Banco do Brasil Capital Ratio Said to Rise Even After Oi Losses

  • Gauge said to jump from first-quarter level of 8.26%
  • Oi provisions said to equal 30% of outstanding loans

Banco do Brasil SA, Latin America’s largest bank by assets, will report an increase in its core capital ratio for the second quarter even after it boosts provisions for Oi SA, the Brazilian phone carrier that filed for bankruptcy protection this week, according to a person close to the bank.

The person, who asked not to be identified because the results haven’t been made public yet, declined to give a precise figure. The gauge of capital adequacy was 8.26 percent in the first quarter, according to earnings statements from the Brasilia-based federally controlled bank.

Oi sought protection from creditors on 65 billion reais ($19 billion) in debt after failing to reach a restructuring agreement. Brazil’s fourth-biggest wireless company plans to continue serving customers, the company said in a filing Monday.

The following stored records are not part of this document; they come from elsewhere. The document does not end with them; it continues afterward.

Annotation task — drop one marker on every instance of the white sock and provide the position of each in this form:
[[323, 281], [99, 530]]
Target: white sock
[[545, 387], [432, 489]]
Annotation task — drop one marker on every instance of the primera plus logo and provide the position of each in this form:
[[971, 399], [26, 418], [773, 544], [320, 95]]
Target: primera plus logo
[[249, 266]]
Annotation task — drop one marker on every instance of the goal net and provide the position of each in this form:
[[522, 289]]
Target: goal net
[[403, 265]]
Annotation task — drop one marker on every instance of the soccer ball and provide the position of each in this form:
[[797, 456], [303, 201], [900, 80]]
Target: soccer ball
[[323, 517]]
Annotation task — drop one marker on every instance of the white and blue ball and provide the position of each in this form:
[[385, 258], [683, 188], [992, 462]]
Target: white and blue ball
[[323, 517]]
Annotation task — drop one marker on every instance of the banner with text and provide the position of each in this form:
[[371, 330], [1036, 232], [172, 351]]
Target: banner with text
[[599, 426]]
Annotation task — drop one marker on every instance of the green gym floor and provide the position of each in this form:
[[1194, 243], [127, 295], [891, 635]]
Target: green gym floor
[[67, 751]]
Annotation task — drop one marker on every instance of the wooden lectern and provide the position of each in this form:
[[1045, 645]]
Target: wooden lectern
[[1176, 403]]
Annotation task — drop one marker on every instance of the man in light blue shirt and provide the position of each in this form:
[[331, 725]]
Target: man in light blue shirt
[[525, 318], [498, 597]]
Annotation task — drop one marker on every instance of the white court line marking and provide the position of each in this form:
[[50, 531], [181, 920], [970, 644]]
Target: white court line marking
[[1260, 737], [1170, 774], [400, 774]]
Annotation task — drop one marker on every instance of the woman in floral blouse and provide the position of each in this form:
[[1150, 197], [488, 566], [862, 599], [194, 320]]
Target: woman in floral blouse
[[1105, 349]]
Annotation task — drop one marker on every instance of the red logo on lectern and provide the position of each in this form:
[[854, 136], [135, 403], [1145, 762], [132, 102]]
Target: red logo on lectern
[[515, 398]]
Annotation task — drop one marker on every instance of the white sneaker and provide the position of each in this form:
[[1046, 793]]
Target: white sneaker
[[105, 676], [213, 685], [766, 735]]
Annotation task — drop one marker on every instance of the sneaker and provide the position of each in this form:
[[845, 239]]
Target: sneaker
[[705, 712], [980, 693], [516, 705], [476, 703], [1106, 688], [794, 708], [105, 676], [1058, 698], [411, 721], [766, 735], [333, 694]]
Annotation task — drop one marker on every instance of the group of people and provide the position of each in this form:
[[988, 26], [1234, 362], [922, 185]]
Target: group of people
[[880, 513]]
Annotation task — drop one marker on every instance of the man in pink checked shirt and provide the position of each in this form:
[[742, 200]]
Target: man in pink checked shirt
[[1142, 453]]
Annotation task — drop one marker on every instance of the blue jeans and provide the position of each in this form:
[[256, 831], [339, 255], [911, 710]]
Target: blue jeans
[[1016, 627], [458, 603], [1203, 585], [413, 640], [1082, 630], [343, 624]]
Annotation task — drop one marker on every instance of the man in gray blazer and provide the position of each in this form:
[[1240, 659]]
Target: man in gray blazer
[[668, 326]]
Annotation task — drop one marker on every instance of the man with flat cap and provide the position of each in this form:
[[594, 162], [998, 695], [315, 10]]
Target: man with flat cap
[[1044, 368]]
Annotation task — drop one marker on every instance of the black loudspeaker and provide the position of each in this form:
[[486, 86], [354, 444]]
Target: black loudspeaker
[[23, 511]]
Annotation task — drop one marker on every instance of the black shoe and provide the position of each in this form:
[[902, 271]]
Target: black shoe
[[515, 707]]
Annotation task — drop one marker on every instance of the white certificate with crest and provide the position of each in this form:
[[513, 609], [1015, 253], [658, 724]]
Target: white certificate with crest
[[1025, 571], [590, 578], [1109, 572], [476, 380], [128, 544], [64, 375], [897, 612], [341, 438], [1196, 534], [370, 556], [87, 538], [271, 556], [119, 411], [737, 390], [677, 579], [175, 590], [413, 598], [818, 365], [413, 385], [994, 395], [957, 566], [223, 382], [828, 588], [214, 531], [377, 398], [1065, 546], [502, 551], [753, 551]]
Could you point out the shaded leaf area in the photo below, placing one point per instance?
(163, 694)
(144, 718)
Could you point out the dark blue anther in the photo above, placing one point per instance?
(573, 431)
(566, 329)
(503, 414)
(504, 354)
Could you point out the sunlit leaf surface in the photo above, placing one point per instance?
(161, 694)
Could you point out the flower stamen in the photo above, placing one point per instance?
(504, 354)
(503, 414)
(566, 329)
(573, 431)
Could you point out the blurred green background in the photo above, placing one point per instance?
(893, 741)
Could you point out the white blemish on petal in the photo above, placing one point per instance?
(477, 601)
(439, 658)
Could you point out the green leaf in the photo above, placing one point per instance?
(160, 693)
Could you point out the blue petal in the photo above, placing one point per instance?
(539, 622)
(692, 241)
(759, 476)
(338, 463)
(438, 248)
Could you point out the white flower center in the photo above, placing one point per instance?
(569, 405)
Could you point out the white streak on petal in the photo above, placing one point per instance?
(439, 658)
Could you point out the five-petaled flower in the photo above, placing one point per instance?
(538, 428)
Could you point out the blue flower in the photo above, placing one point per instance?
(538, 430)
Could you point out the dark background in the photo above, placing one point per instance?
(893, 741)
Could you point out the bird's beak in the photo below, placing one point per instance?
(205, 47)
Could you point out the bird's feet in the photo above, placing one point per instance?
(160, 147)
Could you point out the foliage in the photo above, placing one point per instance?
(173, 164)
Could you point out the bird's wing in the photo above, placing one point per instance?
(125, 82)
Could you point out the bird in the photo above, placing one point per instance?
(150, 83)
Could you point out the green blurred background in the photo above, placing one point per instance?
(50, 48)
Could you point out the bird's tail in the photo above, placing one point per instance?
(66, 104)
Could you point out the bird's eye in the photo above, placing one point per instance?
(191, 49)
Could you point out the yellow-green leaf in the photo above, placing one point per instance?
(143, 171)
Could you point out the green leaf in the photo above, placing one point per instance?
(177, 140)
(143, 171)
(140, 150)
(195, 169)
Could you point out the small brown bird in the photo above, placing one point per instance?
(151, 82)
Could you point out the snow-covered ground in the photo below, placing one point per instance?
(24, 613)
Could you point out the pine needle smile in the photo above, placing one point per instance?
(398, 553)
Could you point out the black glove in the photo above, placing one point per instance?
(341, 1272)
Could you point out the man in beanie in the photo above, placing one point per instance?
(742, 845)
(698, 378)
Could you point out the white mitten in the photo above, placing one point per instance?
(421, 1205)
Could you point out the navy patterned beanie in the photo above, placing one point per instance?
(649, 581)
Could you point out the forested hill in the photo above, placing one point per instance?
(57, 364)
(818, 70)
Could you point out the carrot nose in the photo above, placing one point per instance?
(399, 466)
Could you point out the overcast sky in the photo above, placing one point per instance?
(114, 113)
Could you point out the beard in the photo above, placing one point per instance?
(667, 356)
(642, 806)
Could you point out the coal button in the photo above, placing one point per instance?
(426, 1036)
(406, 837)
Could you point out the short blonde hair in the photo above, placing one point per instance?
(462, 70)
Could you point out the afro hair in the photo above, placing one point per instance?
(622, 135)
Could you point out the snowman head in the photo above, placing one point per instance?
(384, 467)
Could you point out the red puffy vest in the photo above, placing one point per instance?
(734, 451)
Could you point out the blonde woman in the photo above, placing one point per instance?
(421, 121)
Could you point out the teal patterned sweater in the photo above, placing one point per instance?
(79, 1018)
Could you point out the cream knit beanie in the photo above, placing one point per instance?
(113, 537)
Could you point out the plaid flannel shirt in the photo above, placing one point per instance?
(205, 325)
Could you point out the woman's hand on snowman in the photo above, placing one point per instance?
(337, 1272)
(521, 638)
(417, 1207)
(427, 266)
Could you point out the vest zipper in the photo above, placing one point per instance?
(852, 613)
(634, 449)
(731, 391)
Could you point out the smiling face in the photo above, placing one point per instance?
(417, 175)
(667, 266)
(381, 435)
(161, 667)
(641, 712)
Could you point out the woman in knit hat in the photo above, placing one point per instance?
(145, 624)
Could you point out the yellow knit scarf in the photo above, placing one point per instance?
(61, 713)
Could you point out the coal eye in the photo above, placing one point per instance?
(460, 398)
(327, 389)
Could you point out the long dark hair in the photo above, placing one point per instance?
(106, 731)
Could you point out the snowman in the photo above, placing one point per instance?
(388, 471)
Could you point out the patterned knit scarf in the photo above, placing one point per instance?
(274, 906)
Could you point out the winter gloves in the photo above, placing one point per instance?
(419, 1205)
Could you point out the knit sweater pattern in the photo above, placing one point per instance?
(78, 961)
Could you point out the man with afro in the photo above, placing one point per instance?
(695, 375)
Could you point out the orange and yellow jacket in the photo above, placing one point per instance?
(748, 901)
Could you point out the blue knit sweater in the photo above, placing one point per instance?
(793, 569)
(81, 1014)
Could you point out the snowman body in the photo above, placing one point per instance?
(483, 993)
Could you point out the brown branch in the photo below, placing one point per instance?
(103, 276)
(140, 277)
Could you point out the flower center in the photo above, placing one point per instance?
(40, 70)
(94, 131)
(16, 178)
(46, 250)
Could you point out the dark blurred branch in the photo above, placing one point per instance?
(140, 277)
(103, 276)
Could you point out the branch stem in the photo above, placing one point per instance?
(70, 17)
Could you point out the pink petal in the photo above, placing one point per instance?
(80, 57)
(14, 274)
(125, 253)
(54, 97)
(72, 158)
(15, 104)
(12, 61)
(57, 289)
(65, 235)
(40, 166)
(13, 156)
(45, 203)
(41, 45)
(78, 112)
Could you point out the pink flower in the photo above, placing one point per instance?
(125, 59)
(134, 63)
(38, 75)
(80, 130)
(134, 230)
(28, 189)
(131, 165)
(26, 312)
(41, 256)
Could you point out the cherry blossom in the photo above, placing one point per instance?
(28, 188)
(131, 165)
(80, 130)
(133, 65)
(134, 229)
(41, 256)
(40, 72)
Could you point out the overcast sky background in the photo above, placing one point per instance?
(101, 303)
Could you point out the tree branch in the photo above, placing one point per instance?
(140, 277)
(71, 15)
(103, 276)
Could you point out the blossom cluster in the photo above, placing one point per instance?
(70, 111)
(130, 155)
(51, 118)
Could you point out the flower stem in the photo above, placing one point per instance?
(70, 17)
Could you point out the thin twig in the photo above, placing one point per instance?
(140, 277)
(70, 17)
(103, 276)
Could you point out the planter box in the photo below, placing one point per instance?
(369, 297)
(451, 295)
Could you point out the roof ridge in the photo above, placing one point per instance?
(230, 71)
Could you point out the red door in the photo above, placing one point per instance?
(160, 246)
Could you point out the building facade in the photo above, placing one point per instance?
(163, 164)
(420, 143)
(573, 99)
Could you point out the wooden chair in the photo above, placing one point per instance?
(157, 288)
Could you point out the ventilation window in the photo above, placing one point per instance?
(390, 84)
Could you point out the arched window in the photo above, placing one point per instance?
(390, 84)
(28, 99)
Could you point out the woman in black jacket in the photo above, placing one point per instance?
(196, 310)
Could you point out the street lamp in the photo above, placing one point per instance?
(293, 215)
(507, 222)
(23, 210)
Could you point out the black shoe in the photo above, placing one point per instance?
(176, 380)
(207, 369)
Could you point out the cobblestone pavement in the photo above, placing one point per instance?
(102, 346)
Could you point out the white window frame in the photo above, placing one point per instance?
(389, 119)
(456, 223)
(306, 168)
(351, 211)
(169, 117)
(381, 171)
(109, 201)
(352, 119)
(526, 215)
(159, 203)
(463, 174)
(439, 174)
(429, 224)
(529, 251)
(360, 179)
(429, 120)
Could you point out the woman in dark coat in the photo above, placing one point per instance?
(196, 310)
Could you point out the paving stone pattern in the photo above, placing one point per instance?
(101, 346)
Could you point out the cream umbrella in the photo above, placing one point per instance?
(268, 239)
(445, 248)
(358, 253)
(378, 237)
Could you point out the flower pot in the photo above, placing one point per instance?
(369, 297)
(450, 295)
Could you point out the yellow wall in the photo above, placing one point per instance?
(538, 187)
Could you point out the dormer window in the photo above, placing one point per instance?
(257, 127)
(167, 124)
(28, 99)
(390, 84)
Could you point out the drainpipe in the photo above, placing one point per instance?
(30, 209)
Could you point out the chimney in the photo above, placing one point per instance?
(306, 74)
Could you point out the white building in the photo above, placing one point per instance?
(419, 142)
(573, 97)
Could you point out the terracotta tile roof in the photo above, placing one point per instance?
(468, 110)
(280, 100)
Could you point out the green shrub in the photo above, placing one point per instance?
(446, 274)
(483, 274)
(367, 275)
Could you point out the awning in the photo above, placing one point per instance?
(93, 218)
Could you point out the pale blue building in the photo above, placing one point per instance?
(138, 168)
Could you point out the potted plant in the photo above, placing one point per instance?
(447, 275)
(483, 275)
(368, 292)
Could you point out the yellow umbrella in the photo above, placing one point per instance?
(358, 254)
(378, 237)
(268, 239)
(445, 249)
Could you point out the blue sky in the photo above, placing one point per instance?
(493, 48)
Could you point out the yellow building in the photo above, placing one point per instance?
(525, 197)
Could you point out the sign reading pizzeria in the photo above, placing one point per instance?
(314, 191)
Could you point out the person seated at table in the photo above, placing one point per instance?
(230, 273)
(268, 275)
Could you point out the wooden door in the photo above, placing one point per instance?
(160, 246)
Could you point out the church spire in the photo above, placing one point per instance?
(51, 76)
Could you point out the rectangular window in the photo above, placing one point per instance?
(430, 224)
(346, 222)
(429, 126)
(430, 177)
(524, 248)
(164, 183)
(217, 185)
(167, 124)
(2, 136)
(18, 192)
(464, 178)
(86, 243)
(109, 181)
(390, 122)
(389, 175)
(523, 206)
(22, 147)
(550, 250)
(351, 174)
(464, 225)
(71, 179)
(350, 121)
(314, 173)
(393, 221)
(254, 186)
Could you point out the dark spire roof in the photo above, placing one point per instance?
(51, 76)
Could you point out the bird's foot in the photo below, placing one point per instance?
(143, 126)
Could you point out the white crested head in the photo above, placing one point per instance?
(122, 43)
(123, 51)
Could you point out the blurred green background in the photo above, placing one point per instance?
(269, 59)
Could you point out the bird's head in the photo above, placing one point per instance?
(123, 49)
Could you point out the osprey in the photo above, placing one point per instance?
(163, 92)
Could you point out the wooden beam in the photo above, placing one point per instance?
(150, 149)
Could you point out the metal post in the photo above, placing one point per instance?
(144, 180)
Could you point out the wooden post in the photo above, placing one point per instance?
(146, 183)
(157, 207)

Banco do Brasil’s provisions related to Oi will be equal to 30 percent of the loans the firm made to the company, the person said, without being more specific. Oi said on June 17 that the bank’s exposure was 4.3 billion reais. The bank won’t have to set aside provisions of 30 percent of the total because a portion is related to local debentures and international bonds, which are marked-to-market on its balance sheet, the person said.

A Banco do Brasil press official declined to comment.

Avoiding Losses

Chief Executive Officer Paulo Rogerio Caffarelli said in an interview in Sao Paulo Thursday that the company will make every effort to avoid losses on Oi and doesn’t need to raise capital in the short-term.

“Banco do Brasil is always assessing ways to improve capital,” Caffarelli said.

Oi’s bankruptcy filing came less than two months after oil-rig supplier Sete Brasil Participacoes SA filed for bankruptcy protection with 18 billion reais in debt. Creditors including Banco do Brasil had to raise first-quarter provisions as a result, and missed analysts’ profit estimates.